Bug 1474999

Summary: [LLNL 7.5 FEAT] Access to Broadwell Uncore Counters
Product: Red Hat Enterprise Linux 7 Reporter: Trent D'Hooge <tdhooge>
Component: libpfmAssignee: William Cohen <wcohen>
Status: CLOSED ERRATA QA Contact: Michael Petlan <mpetlan>
Severity: high Docs Contact: Vladimír Slávik <vslavik>
Priority: high    
Version: 7.3CC: achen35, bgollahe, brolley, fche, lberk, mbenitez, mcermak, mgoodwin, nathans, tgummels, vslavik, wcohen, woodard
Target Milestone: rcKeywords: FutureFeature
Target Release: 7.5   
Hardware: x86_64   
OS: Unspecified   
Whiteboard:
Fixed In Version: libpfm-4.7.0-6.el7 Doc Type: Enhancement
Doc Text:
Support for Intel Xeon v4 uncore performance events in *libpfm*, *pcp*, and *papi* This update adds support for Intel Xeon v4 uncore performance events to the *libpfm* performance monitoring library, the *pcp* tool, and the *papi* interface.
Story Points: ---
Clone Of: Environment:
Last Closed: 2018-04-10 14:25:27 UTC Type: Bug
Regression: --- Mount Type: ---
Documentation: --- CRM:
Verified Versions: Category: ---
oVirt Team: --- RHEL 7.3 requirements from Atomic Host:
Cloudforms Team: --- Target Upstream Version:
Embargoed:
Bug Depends On:    
Bug Blocks: 1400611, 1461180, 1522983    

Description Trent D'Hooge 2017-07-25 19:58:27 UTC
Description of problem:

pcp-3.11.3-4 does not provide Broadwell server uncore support

Version-Release number of selected component (if applicable):


How reproducible:

always


Steps to Reproduce:

access to broadwell node

Actual results:

pminfo | grep perf
perfevent.version
perfevent.active
perfevent.hwcounters
perfevent.derived

Expected results:

 pminfo | grep perf
perfevent.version
perfevent.active
perfevent.hwcounters.bdx_unc_imc0__UNC_M_CAS_COUNT_RD.dutycycle
perfevent.hwcounters.bdx_unc_imc0__UNC_M_CAS_COUNT_RD.value
perfevent.derived.active

Additional info:

we need to have the updates to libpfm4 in commit 488227 "add Intel Broadwell server uncore PMUs support".

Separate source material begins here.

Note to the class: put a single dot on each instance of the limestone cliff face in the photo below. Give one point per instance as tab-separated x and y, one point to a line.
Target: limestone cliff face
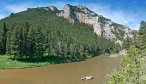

Comment 2 Nathan Scott 2017-07-25 23:04:53 UTC
No PCP changes are required here - it'll need a patch/rebase to libpfm AIUI.
Details of the perfmon2/libpfm4 commit mentioned earlier...


commit 488227bf2128e8b80f9b7573869fe33fcbd63342
Author: Stephane Eranian <eranian>
Date:   Fri Jun 2 12:09:31 2017 -0700

    add Intel Broadwell server uncore PMUs support
    
    This patch adds Intel Broadwell Server (model 79, 86) uncore PMU
    support.  It adds the following PMUs:
    
    - IMC
    - CBOX
    - HA
    - UBOX
    - SBOX
    - IRP
    - PCU
    - QPI
    - R2PCIE
    - R3QPI
    
    Based on Broadwell Server Uncore Performance Monitoring Reference Manual
    available here:
        http://www.intel.com/content/www/us/en/processors/xeon/xeon-e5-e7-v4-uncore-performance-monitoring.html
    
    Signed-off-by: Stephane Eranian <eranian>

Comment 3 Ben Woodard 2017-07-27 23:47:39 UTC
BTW you may want to start working on Skylake EP or Purley or Intel Xeon Platinum, Gold, Silver or whatever they they are calling it these days. They are going to need this too.

Comment 4 William Cohen 2017-09-25 19:16:10 UTC
The Intel Broadwell server uncore PMUs support applies cleanly.  However, need the rhel-7.5 (and related) flag(s) set.

Comment 5 William Cohen 2017-09-27 20:25:33 UTC
The Broadwell uncore patches are in libpfm-4.7.0-6.el7

Comment 8 William Cohen 2017-12-11 19:14:30 UTC
Yes the release notes should mention the addition of the broadwell uncore libpfm support in the release notes.  Developers doing performance analysis using pcp, libpfm, or papi would be like to know if they can access broadwell uncore performance events.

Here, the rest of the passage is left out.